シリーズ抵抗補正

活性化速度が早いイオンチャネル電流測定ためのシリーズ抵抗補正は、固定電位の誤差を無くし電位固定の精度を向上させます。すべてのSophion製パッチクランプ用アンプは、最大100%のRs補正を可能にする特許技術を採用しています。さらに、Sophionのアンプには自動クリップ検出機能が搭載されており、致命的な発振による細胞の損失を防ぎ、高品質記録を維持しながらデータ取得のスループットを向上させます。

  • クランプ精度を向上
  • 特許済みアルゴリズムを使用した最大100%のRs補正
  • 自動クリップ検出により、高品質の記録を維持しながらデータ取得のスループットを向上

SophionのRs補正およびクリップ検出の詳細については、こちらのアプリケーションレポートとポスター、または以下をご参照ください。

Rs補正とクリップ検出機能のために設計されたSophion製アンプ

電位固定によるホールセル記録を行う際、膜電位はユーザ指定の任意の電位に制御または固定されます。 コマンド電位は、いわゆるアクセス抵抗があるため膜電位に直接変換されず、電位誤差が生じます。 アクセス抵抗は、電極基材に形成された開口部と、細胞膜に開けられた穴によって生じる抵抗で構成されます。これらの総抵抗値は、電気的には膜抵抗と直列に存在します。したがって、直列(シリーズ)抵抗(Rs)と呼ばれ、正確な膜電位を得るための「障害」となります。

シリーズ抵抗はホールセル記録に対していくつかの影響を与えます。まず、補正できる時定数がどの位になるかによって、補正がどれほど良好かつ迅速に行われるかが限定されます。目的となるイオンチャネルの真の性質を記録するのか、アンプの設定によって自ら制限をかけるのか、それともアンプの能力によって制限を受けるのか。例えば、ナトリウムチャネルのように高速なチャネルを記録するときには、アンプの作動速度は測定するチャネルと同等に高速である必要があります。

高品質の測定を維持しながらデータ測定のスループットを向上

アンプの電子回路の動作速度は数μsのスピードがあるので、それ自体が決定的な制限要因ではありません。一方、アンプのRS回路ループでは50 μsよりも大幅に遅くなる可能性があります。Sophion製のアンプは、Adam Sherman(米国特許第6163719号、US6700427B1)によって開発された特許技術を利用し、独自のアルゴリズムが特徴です。さらに、自動クリップ検出機能を装備しているため、Rs補正回路を一時的にオフにして、致命的な発振による細胞の損失を防ぐことができます。 次のスイープでRs補正が再度有効になり、解析時にはクリッピングが発生したスイープを自動的に削除します。自動クリップ検出により、高品質の記録を維持しながらデータ記録のスループットを向上させます。

標準および高速シリーズ抵抗補正

Sophion製のQPatchアンプは、標準および高速の2つの異なるシリーズ抵抗補正アルゴリズムを搭載しています。一方Qubeアンプは、高速シリーズ抵抗補正のみを搭載しています。標準シリーズ抵抗補正はシリーズ抵抗を補正すると同時に細胞膜容量もえ補正することができます。ただし、これにはマイナス面もあり、Rs補正の時定数は400 μs以上にしか設定できません。高速シリーズ抵抗補正は、理論的には最速2 μsの時定数に達するまで、より高速にシリーズ抵抗を補正することができますが、細胞膜容量補正の機能欠如が代償となります。しかし、イオンチャネル測定に干渉しうる細胞膜容量は、いずれもリーク補正によって除去することが可能です。

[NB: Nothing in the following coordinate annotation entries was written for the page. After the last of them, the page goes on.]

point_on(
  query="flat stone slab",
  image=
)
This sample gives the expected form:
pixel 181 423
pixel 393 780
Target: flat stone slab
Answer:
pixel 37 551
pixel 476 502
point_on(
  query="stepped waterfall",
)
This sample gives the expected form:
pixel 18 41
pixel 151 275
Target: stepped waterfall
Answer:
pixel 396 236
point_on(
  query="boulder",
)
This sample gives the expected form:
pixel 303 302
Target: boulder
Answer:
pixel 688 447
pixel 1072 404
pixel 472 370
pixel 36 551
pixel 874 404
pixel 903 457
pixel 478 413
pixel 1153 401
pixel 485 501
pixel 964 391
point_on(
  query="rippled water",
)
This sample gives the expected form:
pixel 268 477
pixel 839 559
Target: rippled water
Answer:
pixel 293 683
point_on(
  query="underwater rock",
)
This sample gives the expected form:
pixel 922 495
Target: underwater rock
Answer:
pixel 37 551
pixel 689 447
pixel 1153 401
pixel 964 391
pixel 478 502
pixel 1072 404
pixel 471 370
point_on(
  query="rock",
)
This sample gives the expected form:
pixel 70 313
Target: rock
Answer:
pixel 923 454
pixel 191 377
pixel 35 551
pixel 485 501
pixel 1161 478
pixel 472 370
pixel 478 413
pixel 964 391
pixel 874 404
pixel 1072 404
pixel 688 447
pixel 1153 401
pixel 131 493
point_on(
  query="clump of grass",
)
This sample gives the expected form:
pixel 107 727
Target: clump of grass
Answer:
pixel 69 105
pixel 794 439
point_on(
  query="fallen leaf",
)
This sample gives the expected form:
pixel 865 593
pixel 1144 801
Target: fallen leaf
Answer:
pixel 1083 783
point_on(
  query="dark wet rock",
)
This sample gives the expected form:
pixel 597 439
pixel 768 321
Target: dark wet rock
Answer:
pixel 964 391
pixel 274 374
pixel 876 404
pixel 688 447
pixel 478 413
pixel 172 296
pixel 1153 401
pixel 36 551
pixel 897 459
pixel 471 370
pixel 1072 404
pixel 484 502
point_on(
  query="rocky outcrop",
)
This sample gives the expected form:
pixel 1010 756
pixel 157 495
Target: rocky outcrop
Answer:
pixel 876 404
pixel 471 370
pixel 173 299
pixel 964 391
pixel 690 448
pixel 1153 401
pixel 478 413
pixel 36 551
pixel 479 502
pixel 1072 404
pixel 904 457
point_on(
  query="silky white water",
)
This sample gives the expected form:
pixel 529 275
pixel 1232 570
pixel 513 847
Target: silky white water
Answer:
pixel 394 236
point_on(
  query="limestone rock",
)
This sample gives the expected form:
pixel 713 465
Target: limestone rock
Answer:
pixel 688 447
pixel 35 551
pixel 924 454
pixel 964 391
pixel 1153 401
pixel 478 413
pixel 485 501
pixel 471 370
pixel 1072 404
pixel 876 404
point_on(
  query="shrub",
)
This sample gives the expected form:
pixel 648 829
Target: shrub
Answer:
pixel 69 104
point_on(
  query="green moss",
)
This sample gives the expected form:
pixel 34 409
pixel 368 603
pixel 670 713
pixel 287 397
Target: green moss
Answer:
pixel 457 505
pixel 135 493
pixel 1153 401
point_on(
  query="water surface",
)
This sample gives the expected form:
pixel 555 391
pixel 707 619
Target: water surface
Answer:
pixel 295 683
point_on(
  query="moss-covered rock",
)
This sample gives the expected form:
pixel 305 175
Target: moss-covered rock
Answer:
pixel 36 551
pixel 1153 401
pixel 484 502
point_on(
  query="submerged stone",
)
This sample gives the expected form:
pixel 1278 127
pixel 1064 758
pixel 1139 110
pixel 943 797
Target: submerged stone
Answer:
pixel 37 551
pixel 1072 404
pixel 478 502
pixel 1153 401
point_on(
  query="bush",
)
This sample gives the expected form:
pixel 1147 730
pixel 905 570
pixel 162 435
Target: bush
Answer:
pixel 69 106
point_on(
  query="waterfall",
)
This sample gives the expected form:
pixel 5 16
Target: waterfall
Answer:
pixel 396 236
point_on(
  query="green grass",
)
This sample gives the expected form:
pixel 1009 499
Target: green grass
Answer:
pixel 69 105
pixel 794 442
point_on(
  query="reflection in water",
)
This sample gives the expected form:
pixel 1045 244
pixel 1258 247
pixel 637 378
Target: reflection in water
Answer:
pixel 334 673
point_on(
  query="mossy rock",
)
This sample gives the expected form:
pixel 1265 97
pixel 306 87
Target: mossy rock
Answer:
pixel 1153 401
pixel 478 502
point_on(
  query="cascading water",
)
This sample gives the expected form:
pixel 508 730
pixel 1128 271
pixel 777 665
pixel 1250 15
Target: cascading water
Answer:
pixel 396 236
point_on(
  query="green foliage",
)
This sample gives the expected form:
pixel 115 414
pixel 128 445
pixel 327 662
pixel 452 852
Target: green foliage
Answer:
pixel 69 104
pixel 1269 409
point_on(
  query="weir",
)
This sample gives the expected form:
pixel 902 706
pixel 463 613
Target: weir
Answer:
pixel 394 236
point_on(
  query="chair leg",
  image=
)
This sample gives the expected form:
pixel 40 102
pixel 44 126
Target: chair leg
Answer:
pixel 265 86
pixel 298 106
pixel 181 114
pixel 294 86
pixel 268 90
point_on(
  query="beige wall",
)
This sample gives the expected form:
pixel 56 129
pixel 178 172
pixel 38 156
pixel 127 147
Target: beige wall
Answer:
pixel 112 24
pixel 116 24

細胞膜にはコンデンサの性質があり、このコンデンサに充電する際の時定数は、シリーズ抵抗に細胞膜容量を掛けることによって得られます。10 MΩのシリーズ抵抗と15 pFの細胞容量がある場合、時定数は150 μsとなります。経験則によれば、平衡に達するにはおよそ6〜7倍の時定数が必要であり、ナトリウムチャネルの動態を捉えるにはあまりにも遅くなってしまいます。一方、時定数をはるかに上回って充電すると、電流応答が発振してしまう危険性があります。このような発振を防止するために、補正の割合を例えば 80%程度に抑えなければなりません。シリーズ抵抗のもう1つの側面は、Rsによる電位誤差が電流とともに増加することです。10 MΩのシリーズ抵抗に3 nAの電流が流れる場合、30 mVの固定電位の誤差が生じます(Sakmann、Bert and Neher、Erwin、Single channel recording、第2版、New York、1995)。 SophionのRs補正は、最大100 mVまでの電位誤差を処理できるように設計されています(10 MΩのRsに10 nAの電流が流れる場合)。